I always carry a pocket knife, because I never know when I’ll need to slice open a pocket.
It’s just a bunch of grown men too stubborn to ask for directions, so they are driving around in circles.
~Me explaining NASCAR to my daughter
My dog knows me so well that if I return home within five minutes of leaving he knows I’ve forgotten something and will not be staying, so he doesn’t even bother getting up to greet me
*hot girl puts a cherry stem in her mouth*
*twists it around with her tongue*
*pulls it out*
*it spells “I LIKE YOU AS A FRIEND”*
My son asked why my legs are “so fat.” You’re damn right I’m here for validation.
[text]
Me: Where are you?
Boy: home
Me: Let’s verify that. You have 3 minutes to send me a photo of the inside of our freezer.
her: how about we go to this restaurant? I heard it’s earned two Michelin stars
me: [trying to impress] my car has four Michelin tires
for years you mocked us, you made fun of our over-sized purses full of goldfish crumbs, our hair ties on our wrists, our jackets just in case, but who do you need now? who has 6 half-full containers of hand-sanitizer stored in old bags around the house? that’s right. moms.
[table of 6 year olds in lab coats]
How are we supposed to find a cure for cooties if we
*bangs fist on table*
CAN’T EVEN FIND WALDO?!
I’m not saying I know how to solve all the world’s problems.

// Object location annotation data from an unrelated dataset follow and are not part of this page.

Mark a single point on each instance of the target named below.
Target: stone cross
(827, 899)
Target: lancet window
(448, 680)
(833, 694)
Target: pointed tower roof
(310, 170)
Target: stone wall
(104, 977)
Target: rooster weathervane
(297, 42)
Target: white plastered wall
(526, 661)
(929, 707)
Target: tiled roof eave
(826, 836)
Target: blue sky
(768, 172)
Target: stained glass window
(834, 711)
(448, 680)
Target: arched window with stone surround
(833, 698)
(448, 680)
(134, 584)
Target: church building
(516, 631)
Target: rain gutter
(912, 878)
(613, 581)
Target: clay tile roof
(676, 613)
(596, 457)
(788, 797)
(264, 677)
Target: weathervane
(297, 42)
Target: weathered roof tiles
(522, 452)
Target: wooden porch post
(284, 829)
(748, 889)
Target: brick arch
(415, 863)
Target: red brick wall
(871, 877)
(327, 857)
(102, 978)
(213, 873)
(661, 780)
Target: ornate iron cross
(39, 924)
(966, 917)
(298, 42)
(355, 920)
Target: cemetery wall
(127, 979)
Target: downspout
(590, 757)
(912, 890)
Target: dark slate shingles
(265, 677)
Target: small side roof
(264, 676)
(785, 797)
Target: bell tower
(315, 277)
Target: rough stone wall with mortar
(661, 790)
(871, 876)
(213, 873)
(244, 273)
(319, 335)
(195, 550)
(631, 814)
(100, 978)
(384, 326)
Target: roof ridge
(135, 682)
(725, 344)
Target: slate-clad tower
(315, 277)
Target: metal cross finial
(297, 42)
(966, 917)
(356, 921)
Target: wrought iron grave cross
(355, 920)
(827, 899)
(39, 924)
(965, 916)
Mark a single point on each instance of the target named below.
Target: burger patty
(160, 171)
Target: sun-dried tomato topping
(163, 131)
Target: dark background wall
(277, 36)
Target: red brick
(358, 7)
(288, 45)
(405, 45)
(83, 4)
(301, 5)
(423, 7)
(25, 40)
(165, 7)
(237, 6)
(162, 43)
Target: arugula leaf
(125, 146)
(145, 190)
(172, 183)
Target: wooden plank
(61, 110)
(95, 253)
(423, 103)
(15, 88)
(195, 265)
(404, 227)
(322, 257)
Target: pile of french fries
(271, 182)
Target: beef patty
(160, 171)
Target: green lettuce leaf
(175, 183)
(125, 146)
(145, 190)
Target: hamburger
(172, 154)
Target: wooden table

I’m just saying we should give women pants with pockets and see what happens.
[blind date]
HER: I’m a light eater
ME {trying to impress her}: I once swallowed a halogen bulb
Be the reason they have to add a section about roller skates to the employee handbook.
A dying fire will always attract a dad with a stick who will poke it twice and say, “…that should do it.”
The way my reading glasses fog up as I drain the spaghetti water into a colander over the sink…is this passion? I feel like this is passion
My bathroom mirror after a long party weekend: girl, those vitamins can’t help you now
I can’t convince the kids to come for dinner yet my husband convinced them he can do backflips, but only in his backflip pants, which he has misplaced.
[describing criminal to sketch artist]
“No, no his nose was a bit more avant-garde than that. His eyes suggested he’d lost a ladder.”